Spinal kordun ön üçte ikisini besleyen ASA, vertebral arterlerden inen dalların C2-4 seviyesinde birleşimiyle oluşur. ASA, omuriliğin anterior sulkusu boyunca kesintili olarak konus medullarise kadar iner. Uzun seyri nedeniyle anterior radikülomedüller arterlerden dallar alır [4, 5]. PSA, ipsilateral vertebral veya posterior inferior serebellar arterlerin dallarından köken alır. Omuriliğin bilateral posterolateral yüzeyi boyunca seyreder ve çeşitli seviyelerde posterior radikülomedüller arterlerden dallar alır [4]. Anterior ve PSA’ların konus medüllaris düzeyindeki direkt bağlantıları dışında aralarında perforator dallar ve spinal kordun periferini besleyen vazokorona adı verilen yoğun pial pleksus bulunur [6].
Venöz Anatomi
Spinal kordun intrinsik venleri pial yüzde venöz pleksus oluşturur.

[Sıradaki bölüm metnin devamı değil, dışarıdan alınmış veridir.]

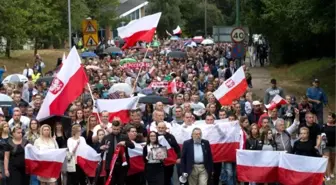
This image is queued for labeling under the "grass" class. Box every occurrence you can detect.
[0,49,68,76]
[270,58,336,111]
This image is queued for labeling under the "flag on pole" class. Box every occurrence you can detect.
[214,67,247,105]
[25,144,66,178]
[36,47,88,120]
[117,12,161,49]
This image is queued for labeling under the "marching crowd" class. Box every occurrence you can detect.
[0,41,336,185]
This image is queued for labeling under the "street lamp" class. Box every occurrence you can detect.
[68,0,72,50]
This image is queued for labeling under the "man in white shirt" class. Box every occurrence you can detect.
[8,107,30,131]
[92,110,112,140]
[149,110,172,132]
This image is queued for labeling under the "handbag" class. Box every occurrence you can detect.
[66,152,76,172]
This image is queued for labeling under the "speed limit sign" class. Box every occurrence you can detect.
[231,28,245,43]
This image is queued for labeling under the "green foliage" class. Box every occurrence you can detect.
[148,0,184,36]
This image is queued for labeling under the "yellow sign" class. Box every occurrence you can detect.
[82,19,98,47]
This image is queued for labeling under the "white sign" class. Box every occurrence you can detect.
[231,28,245,43]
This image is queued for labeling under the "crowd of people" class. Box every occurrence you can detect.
[0,38,336,185]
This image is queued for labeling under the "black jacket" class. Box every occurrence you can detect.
[100,134,135,170]
[158,133,181,165]
[181,139,213,175]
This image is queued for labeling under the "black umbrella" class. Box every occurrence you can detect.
[104,46,122,53]
[39,115,71,133]
[139,95,171,104]
[36,76,54,85]
[167,51,187,58]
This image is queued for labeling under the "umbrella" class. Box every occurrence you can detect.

Pial venöz ağ, anterior ve posterior median venlere dökülür [7]. Anterior median spinal ven ve genellikle üç adet posterior median spinal ven, radikülomedüller venler aracılığıyla internal vertebral epidural venöz pleksus ile bağlantı kurar [1]. Anterior ve posterior internal vertebral epidural venöz pleksus spinal kanal içinde yukarı doğru ilerler ve foramen magnumdan geçerek intrakranial venöz sistemle anastomoz yapar. Bazı vertebral venler vertebra içinde yatay olarak seyreder. Eksternal vertebral venöz pleksus vertebral kolonu çevreler. Eksternal vertebral venöz pleksus, intervertebral venler aracılığıyla internal vertebral venöz pleksus ile bağlanır. Bu intervertebral venler, assendan lomber ve azigos venöz sistemlere dökülen segmental venlere boşalır [2, 7, 8].
SPİNAL KORD İSKEMİSİ
Spinal kord iskemisi tüm inmelerin %1’inden azını ve akut myelopatilerin %5-8’ini oluşturan nadir bir durumdur. Altıncı dekatta daha sık görülür. En sık tutulum ASA’nın alt torasik düzeyi beslediği bölgedir [9]. Etiyolojisinde, travma, aort diseksiyonu, ateroskleroz, embolik oklüzyon, hipotansiyon gibi patolojilere ek pek çok neden sayılabilir [10]. Yaşlılarda en sık risk faktörü ateroskleroz olup en yaygın neden torakoabdominal aort cerrahisidir [11]. Çocuklarda kardiyak malformasyonlar ve koagülopati gibi nedenler etiyolojide yer almaktadır.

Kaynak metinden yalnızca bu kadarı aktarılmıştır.